How to speed up the Rust compiler one last time in 2019

I last wrote in October about my work on speeding up the Rust compiler. With the year’s end approaching, it’s time for an update.

Doc comments

#65750: Normal comments are stripped out during parsing and not represented in the AST. But doc comments have semantic meaning (`/// blah` is equivalent to the attribute #[doc="blah"]) and so must be represented explicitly in the AST. Furthermore:

  • In a multi-line doc comment using /// or //! comment markers every separate line is treated as a separate attribute;
  • Multi-line doc comments using /// and //! markers are very common, much more so than those using /** */ or /*! */ markers, particularly in the standard library where doc comment lines often outnumber code lines;
  • The AST representation of attributes is quite expensive, partly because it retains the original tokens for complex reasons involving procedural macros.

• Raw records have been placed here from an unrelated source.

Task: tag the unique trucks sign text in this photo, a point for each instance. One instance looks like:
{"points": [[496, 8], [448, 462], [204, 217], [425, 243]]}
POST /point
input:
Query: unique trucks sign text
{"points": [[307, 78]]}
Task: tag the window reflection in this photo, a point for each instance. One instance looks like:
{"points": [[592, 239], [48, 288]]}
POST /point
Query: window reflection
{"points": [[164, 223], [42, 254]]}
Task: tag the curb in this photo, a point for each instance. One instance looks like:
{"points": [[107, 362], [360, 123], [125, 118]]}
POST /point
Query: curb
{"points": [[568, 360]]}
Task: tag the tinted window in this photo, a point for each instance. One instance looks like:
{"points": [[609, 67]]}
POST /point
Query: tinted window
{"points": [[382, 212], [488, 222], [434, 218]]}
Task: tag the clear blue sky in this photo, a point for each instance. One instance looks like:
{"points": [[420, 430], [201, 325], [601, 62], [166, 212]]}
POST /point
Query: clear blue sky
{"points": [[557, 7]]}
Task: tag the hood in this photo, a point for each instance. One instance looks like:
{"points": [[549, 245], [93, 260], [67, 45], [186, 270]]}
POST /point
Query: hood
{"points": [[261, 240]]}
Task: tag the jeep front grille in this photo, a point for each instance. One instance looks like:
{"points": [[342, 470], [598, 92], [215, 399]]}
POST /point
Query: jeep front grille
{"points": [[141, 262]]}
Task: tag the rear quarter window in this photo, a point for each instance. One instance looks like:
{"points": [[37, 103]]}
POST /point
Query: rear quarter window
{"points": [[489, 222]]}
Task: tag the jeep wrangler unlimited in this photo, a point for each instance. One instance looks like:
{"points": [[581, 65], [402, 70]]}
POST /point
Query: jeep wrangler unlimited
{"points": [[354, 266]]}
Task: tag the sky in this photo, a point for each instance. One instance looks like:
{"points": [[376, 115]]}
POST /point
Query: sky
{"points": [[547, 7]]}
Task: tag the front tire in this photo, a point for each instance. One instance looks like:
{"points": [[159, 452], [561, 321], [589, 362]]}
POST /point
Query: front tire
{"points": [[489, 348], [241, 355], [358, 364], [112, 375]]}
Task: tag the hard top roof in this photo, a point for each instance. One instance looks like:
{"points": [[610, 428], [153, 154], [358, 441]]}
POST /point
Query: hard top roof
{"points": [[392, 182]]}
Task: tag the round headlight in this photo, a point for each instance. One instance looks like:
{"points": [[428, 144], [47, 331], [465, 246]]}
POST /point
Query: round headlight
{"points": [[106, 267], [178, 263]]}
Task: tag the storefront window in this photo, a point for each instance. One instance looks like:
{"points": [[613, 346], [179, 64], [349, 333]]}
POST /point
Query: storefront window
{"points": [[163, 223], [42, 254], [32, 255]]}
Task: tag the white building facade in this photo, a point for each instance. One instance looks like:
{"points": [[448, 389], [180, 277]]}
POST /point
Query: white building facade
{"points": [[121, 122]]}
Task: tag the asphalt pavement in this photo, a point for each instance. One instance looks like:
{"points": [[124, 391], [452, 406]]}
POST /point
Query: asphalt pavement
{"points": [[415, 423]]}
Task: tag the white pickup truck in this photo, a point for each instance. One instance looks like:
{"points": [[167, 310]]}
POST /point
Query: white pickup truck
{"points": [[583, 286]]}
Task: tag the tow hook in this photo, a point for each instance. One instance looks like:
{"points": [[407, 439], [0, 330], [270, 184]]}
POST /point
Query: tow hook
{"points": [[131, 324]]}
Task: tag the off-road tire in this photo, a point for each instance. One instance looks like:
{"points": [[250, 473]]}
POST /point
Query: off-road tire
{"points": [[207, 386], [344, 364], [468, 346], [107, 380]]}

As a result, doc comments had a surprisingly high cost. This PR introduced a special, cheaper representation for doc comments, giving wins on many benchmarks, some in excess of 10%.

Token streams

#65455: This PR avoided some unnecessary conversions from TokenTree type to the closely related TokenStream type, avoiding allocations and giving wins on many benchmarks of up to 5%. It included one of the most satisfying commits I’ve made to rustc.

Screenshot of the satisfying commit, as viewed on GitHub

Up to 5% wins by changing only three lines. But what intricate lines they are! There is a lot going on, and they’re probably incomprehensible to anyone not deeply familiar with the relevant types. My eyes used to just bounce off those lines. As is typical for this kind of change, the commit message is substantially longer than the commit itself.

It’s satisfying partly because it shows my knowledge of Rust has improved, particularly Into and iterators. (One thing I worked out along the way: collect is just another name for FromIterator::from_iter.) Having said that, now that a couple of months have passed, it still takes me effort to remember how those lines work.

But even more so, it’s satisfying because it wouldn’t have happened had I not repeatedly simplified the types involved over the past year. They used to look like this:

pub struct TokenStream { kind: TokenStreamKind };
pub enum TokenStreamKind {
    Empty,
    Tree(TokenTree),
    JointTree(TokenTree),
    Stream(RcVec<TokenStream>),
}

(Note the recursion!)

After multiple simplifying PRs (#56737, #57004, #57486, #58476, #65261), they now look like this:

pub struct TokenStream(pub Lrc<Vec<TreeAndJoint>>);
pub type TreeAndJoint = (TokenTree, IsJoint);
pub enum IsJoint { Joint, NonJoint }

(Note the lack of recursion!)

I didn’t set out to simplify the type for speed, I just found it ugly and confusing. But now it’s simple enough that understanding and optimizing intricate uses is much easier. When those three lines appeared in a profile, I could finally understand them. Refactoring FTW!

(A third reason for satisfaction: I found the inefficiency using the improved DHAT I worked on earlier this year. Hooray for nice tools!)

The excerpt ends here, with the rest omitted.